Induction of distinct phenotypes in clonal and variant GH4 pituitary cells.

GH cells are a widely used cell strain for the investigation of mechanisms regulating hormone release and synthesis. This report identifies two inducible phenotypes of the GH4 clone (epithelioid and motile) which may extend studies of this well-characterized cell line to different stages of pituitary cell development. GH4C1 cells treated in suspension with epidermal growth factor plus tetradecanoylphorbol acetate aggregate to form large epithelioid colonies with extensive cell-to-cell and cell-to-substratum adhesion. These cells cease replicating within 48 h, increase 50% in cell volume, and synthesize 40-fold more prolactin.
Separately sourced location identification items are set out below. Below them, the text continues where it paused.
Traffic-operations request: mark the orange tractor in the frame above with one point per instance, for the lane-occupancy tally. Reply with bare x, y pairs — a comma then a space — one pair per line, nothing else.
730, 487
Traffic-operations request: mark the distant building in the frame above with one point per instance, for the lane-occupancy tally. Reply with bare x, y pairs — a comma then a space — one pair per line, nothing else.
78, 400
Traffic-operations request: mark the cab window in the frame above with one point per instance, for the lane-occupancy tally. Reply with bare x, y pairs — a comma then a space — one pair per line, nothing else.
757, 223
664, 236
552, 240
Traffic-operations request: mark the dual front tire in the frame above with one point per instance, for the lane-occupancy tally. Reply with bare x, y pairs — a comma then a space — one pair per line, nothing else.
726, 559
A GH4C1 variant with enhanced substratum adhesion and little or no cell-to-cell adhesion (GH4S1), responds differently to this treatment. These cells cease replicating immediately, show increased cell separation, develop leading lamellae, and display locomotory activity. Each phenotype coexists in mixed cultures of GH4C1 and GH4S1 cells. This indicates that the different inducible response of the variant does not result from autocrine secretion. A molecular basis for cell-to-cell adhesion in GH4 cells was investigated. GH4C1, but not the variant cells, express a 180 kDa immunoreactive protein indistinguishable from an isoform of the neural cell adhesion molecule. Therefore the absence of cell-to-cell adhesion and inability to develop extensive cell-to-cell adhesion characteristic of the epithelioid phenotype may result from altered expression of the neural cell adhesion molecule. These findings are important because they have defined an in vitro approach to investigate genetic and cellular changes associated with the development and progression of pituitary cell phenotype.